BEIJING - A nationwide audit on cutting energy use and emission levels revealed that local governments have withheld 448 million yuan ($67.12 million) of State funds allocated for this purpose and misused another 43.5 million yuan during the country's 11th Five-Year Plan (2006-2010) period.

Nine people have been punished for their involvement in the financial irregularity, the National Audit Office (NAO) said on Thursday, adding that the funds have been recovered.

The central government had allocated more than 200 billion yuan to meet its goals of cutting energy use and emission levels from 2007 to 2009, as set out in the five-year plan that ends this year.

However, according to the audit results, some regions failed to fully implement the State policy.

The NAO's Nanjing resident office found that some governments had approved projects of benefit to their jurisdictions instead of carrying out the State policy as instructed.
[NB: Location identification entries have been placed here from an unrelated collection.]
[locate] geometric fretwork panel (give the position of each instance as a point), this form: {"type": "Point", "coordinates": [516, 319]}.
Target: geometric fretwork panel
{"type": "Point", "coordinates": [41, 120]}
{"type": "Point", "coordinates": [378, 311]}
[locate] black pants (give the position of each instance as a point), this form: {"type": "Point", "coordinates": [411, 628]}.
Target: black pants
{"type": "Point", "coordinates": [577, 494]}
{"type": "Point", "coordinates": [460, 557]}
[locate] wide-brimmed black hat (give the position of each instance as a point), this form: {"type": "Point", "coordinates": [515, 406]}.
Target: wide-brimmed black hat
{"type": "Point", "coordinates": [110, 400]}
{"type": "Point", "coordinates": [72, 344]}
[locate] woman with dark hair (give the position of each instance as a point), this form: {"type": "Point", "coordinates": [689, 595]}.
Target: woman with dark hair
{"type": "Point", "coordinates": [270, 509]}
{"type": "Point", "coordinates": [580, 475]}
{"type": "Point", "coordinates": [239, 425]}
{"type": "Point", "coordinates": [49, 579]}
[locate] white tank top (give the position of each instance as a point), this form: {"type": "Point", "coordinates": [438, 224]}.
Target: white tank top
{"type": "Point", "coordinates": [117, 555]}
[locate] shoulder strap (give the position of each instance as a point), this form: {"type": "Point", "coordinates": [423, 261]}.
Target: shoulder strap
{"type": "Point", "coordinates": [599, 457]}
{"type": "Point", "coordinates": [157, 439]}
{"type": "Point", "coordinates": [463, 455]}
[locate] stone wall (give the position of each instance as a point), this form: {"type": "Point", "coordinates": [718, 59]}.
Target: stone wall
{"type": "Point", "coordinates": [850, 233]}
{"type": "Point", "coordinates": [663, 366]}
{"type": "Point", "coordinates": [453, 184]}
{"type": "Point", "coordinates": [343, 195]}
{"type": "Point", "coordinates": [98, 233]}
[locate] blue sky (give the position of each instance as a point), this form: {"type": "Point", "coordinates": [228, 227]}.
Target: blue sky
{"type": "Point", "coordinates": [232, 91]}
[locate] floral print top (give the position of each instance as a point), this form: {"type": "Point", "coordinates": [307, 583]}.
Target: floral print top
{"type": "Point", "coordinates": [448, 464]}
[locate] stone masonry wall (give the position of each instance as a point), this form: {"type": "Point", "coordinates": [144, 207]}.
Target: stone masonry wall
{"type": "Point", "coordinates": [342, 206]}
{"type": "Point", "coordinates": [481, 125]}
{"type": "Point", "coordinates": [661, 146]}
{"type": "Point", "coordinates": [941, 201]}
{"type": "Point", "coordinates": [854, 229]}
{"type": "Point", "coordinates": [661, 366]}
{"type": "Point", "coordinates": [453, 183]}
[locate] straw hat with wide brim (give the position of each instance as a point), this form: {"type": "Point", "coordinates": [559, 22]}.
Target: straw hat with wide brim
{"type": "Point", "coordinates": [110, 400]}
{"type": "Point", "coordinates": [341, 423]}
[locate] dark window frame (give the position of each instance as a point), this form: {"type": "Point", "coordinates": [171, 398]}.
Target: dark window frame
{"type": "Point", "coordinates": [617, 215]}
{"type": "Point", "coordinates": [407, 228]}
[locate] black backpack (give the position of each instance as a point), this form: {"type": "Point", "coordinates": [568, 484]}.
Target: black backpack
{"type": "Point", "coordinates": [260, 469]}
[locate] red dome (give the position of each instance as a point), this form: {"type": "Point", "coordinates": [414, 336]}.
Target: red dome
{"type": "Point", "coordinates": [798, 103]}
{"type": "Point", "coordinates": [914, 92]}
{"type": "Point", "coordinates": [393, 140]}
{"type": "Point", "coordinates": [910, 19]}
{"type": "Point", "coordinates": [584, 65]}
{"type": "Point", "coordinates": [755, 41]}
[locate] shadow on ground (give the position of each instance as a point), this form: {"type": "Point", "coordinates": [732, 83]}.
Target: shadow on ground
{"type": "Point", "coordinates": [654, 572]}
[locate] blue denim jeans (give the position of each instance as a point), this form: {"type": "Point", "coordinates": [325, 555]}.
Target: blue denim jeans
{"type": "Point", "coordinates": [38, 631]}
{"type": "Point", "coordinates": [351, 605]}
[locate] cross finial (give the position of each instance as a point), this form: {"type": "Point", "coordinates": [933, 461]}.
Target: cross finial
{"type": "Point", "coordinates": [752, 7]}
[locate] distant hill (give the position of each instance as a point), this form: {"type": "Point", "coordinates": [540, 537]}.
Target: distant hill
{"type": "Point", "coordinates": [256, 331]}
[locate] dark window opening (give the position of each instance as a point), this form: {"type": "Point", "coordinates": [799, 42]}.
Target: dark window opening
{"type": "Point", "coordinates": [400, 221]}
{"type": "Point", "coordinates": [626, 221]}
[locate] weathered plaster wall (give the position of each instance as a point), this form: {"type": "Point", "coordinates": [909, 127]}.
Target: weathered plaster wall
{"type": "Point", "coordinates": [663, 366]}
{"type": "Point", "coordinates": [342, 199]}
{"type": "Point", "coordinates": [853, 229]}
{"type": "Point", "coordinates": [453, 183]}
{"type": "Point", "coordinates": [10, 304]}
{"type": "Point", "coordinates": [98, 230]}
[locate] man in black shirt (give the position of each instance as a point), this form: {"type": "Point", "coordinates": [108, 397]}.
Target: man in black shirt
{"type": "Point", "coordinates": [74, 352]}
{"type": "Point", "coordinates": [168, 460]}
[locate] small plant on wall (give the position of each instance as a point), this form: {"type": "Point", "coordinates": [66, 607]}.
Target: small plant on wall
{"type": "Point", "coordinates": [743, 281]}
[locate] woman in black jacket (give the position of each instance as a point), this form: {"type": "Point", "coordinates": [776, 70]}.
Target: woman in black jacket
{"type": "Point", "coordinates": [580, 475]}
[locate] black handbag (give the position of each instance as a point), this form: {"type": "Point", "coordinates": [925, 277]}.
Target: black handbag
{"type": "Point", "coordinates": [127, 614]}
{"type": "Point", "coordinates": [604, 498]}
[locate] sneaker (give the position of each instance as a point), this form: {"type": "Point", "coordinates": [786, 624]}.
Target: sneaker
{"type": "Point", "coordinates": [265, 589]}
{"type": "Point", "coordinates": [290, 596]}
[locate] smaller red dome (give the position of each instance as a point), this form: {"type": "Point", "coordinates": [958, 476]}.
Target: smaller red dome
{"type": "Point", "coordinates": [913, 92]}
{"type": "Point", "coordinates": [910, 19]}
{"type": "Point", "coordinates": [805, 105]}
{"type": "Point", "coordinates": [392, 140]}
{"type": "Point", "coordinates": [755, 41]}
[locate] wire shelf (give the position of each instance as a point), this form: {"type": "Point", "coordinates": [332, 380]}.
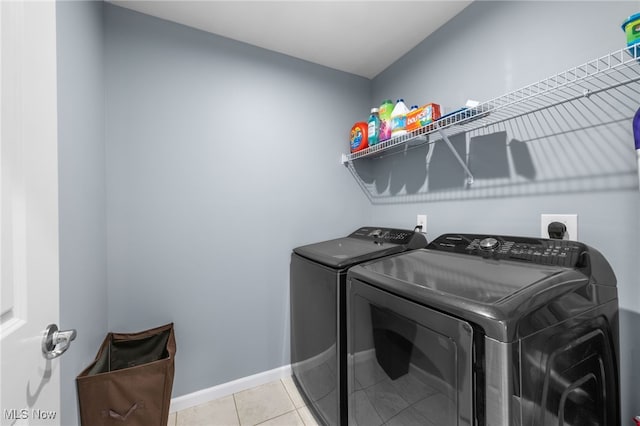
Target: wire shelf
{"type": "Point", "coordinates": [616, 69]}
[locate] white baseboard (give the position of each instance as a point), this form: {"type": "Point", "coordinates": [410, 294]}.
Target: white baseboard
{"type": "Point", "coordinates": [205, 395]}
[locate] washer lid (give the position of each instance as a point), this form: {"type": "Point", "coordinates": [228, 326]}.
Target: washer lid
{"type": "Point", "coordinates": [367, 243]}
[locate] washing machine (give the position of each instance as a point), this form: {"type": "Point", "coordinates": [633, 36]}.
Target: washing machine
{"type": "Point", "coordinates": [317, 296]}
{"type": "Point", "coordinates": [484, 330]}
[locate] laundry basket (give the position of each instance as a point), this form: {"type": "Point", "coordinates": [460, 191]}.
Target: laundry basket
{"type": "Point", "coordinates": [129, 383]}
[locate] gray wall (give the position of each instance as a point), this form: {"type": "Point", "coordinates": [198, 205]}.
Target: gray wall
{"type": "Point", "coordinates": [492, 48]}
{"type": "Point", "coordinates": [221, 157]}
{"type": "Point", "coordinates": [83, 272]}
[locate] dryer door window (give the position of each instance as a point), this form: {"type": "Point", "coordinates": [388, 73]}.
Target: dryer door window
{"type": "Point", "coordinates": [408, 364]}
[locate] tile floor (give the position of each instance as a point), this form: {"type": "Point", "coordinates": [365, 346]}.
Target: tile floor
{"type": "Point", "coordinates": [276, 403]}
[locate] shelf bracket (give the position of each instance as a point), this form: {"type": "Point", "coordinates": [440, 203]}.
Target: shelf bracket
{"type": "Point", "coordinates": [445, 138]}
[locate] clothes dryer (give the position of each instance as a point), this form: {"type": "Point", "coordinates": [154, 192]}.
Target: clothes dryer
{"type": "Point", "coordinates": [317, 296]}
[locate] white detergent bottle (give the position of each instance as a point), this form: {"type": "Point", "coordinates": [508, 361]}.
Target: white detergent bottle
{"type": "Point", "coordinates": [399, 118]}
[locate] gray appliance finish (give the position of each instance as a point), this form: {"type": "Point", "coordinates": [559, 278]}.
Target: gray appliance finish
{"type": "Point", "coordinates": [317, 296]}
{"type": "Point", "coordinates": [484, 330]}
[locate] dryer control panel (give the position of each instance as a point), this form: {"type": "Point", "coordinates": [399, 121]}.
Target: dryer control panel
{"type": "Point", "coordinates": [390, 235]}
{"type": "Point", "coordinates": [541, 251]}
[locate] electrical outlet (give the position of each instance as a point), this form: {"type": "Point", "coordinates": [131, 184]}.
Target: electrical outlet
{"type": "Point", "coordinates": [569, 220]}
{"type": "Point", "coordinates": [422, 221]}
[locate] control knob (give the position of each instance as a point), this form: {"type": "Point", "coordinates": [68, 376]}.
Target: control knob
{"type": "Point", "coordinates": [488, 243]}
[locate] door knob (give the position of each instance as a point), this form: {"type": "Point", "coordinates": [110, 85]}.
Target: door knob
{"type": "Point", "coordinates": [56, 342]}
Some of the projects involved received funding after applying with false information and some governments illegally gave contractors projects that ran at a loss to the State, according to Ni Zhiwei, deputy head of the Nanjing resident office.

In one case, the Jiangsu provincial audit office discovered the Lucun Sewage Treatment Plant in Wuxi city overclaimed 20 million yuan for updating its facilities on a project that cost 180 million yuan.

The State Council issued a notice in May stating that conserving 20 percent of energy per unit of GDP by the end of 2010 was a "considerable challenge".

The notice said the State Council urged authorities to act, especially since demand was expected to increase in energy-consuming and emissions-producing sectors from the third quarter onward.

Since audits can play an effective role in monitoring the process, the NAO assigned 600 employees to conduct two audits on conserving energy and reducing emissions, which ran from October 2009 to September 2010.

Huang Daoguo, director of the NAO's department of agriculture, resources and environmental protection, said State funds were usually used and managed correctly by local governments to meet the country's energy goals.

He said this year's audit picked up where the 2009 audit left off, focusing on how the government's energy policy is being implemented in key industries like power and steel.

From the audits, the NAO hoped not only to uncover problems, but for them to be analyzed as well and for solutions to be proposed on effectively managing State funds.

Energy conservation and reduction is a completely new area for auditors, Huang added.

Cai Jinwei, an official from Jiangsu provincial audit office, said auditors also advised local authorities on improvements that can be made to meet environmental targets.